To accurately assess the communication overhead of the proposed protocol, a comprehensive simulation was conducted. Due to the 64-bit hashing function, the proposed protocol will produce only 8 bytes of overhead per packet. On the other hand, if we also consider sending the MAC along with each packet, at least 8 bytes of overhead will be produced in each packet. Therefore, the suggested protocol has reduced communication overhead than current approaches as a consequence.

The security of the proposed chaotic model

Using important sensitivity and information entropy criteria, the efficacy of the proposed two-way chaotic model is examined in this section. Two different kinds of picture and text data are used as input in these studies, and the results are compared to the chaotic model shown in6. The first criterion evaluated in this section is information entropy. Entropy is considered as one of the key criteria in measuring the randomness of information. This criterion is calculated by the following equation24:

$${\text{H}}\left( {\text{m}} \right){ = } - \mathop \sum \limits_{i = 1}^{{2^{n} - 1}} p\left( {m_{i} } \right)\log_{2} \frac{1}{{p\left( {m_{i} } \right)}}$$
(7)

where m represents the data (image or text) and \(p({m}_{i})\) represents the probability of occurrence of the value \({m}_{i}\) in the data m. In data that is encoded by bytes (such as image pixels or each character of text), an ideal random state will have an entropy value of 8. Therefore, a close-to-ideal hashed data will have an entropy close to 8.

The meaning of key sensitivity is the smallest amount of change in the keys of the chaotic sequence, which can be used to perform hashing correctly. Based on the evaluations, the smallest significant change for α and β keys in the proposed method is equal to \({10}^{-15}\) and the least significant change for ε key in the proposed two-way chaotic model is equal to \({10}^{-17}\). Thus, the sensitivity of the key in the proposed method will be at least equal to \({10}^{-15}\times {10}^{-15}\times {10}^{-17}={10}^{-47}\). This high sensitivity in the proposed method can be seen as the result of using the two-way chaotic model. This is while the method presented in6 uses only one key with the valid range of \((\mathrm{0,1})\) and the sensitivity of this key is equal to 10–11. The results of the security evaluation of the proposed chaotic model and the comparison of its efficiency with the method presented in6 are shown in Table 6.

Table 6 Comparison of entropy and key sensitivity of the proposed chaotic model with previous method.

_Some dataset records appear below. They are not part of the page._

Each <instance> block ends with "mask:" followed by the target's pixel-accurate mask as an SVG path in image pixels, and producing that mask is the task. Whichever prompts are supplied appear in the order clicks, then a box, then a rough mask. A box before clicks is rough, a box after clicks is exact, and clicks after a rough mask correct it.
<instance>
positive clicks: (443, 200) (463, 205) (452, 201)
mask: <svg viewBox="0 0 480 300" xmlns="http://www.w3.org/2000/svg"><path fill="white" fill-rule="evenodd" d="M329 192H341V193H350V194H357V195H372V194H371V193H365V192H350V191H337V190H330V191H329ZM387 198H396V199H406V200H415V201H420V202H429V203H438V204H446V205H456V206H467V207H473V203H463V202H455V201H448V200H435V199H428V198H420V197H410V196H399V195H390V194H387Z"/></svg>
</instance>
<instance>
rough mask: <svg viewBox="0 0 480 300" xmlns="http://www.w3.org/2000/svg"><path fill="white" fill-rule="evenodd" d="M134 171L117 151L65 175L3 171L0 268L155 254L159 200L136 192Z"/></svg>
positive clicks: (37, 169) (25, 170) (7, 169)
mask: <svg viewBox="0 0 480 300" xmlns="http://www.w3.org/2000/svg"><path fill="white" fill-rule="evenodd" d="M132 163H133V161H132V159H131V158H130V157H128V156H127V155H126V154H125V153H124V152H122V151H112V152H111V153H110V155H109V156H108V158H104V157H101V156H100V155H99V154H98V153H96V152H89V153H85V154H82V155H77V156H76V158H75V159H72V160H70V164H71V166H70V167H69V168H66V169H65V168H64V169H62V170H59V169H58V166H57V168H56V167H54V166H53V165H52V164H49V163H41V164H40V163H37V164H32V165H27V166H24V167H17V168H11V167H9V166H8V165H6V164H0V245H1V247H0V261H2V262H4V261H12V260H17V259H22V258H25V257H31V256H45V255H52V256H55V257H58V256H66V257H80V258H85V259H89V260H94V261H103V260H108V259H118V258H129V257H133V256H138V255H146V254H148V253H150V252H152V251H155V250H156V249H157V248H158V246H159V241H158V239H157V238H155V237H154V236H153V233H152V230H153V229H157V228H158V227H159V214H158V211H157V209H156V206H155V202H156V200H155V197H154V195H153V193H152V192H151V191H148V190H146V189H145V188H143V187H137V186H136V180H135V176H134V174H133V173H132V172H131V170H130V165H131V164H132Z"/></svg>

These results show that the proposed method, in addition to advantages such as reducing energy consumption and computational overhead; it can provide a higher level of security for detection of data tampering in the IoT.

Conclusion

The proposed method uses a permutation sequence and hash function based on the two-way chaotic model to control data integrity. Studying the performance of the proposed protocol in the simulation process showed that the proposed method is safe against a wide range of attacks, and in addition, it can reduce the overhead of data being exchanged in the network. On the other hand, the low computational complexity of the proposed method makes this protocol prevent the loss of computing resources and reduce the energy consumption of the processor significantly. All these features make the proposed method a suitable and reliable solution to control data integrity in real-time applications.

In the future works, it will be tried to provide a secure and energy efficient routing protocol for use in the IoT by combining the proposed model with a routing protocol. Also, studying the application of the proposed method in other types of wireless networks can be the subject of future research.